Things Change: Comparing Results Using Historical Data and User Testing for Evaluating a Recommendation Task

We address a recommendation task for next likely flight destination to customers of a major international airline company. We compare performance using historical flight data and an actual user evaluation. Using two years of historical flight data consisting of tens of millions of flights, an ensemble and a collaborative filtering approach obtained an accuracy of 47% and 20% using a test set of 100,000 customers, respectively, highlighting the challenge of the domain.

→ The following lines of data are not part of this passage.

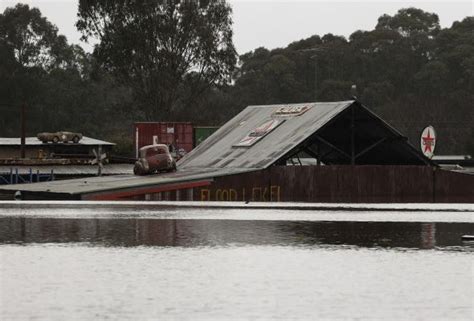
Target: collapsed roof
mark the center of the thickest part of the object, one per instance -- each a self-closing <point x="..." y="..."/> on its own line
<point x="332" y="132"/>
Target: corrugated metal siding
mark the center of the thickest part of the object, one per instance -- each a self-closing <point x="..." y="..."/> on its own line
<point x="343" y="184"/>
<point x="454" y="187"/>
<point x="178" y="134"/>
<point x="218" y="150"/>
<point x="202" y="133"/>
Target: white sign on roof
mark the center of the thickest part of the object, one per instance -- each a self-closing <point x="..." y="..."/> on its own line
<point x="258" y="133"/>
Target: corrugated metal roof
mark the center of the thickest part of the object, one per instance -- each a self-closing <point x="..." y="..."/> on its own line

We then evaluated our recommendations on 10,000 actual customers, with a 45-45-10 split among ensemble, collaborative filtering, and control group. The overall predictive power employed with real users was 23%, with the ensemble method having a predictive power of 19% and 30% for collaborative filtering. Results indicate that, in complex and shifting domains such as this one, one cannot rely solely on historical data for evaluating the impact of user recommendations. We discuss implications for recommendation systems and future research in this and related domains.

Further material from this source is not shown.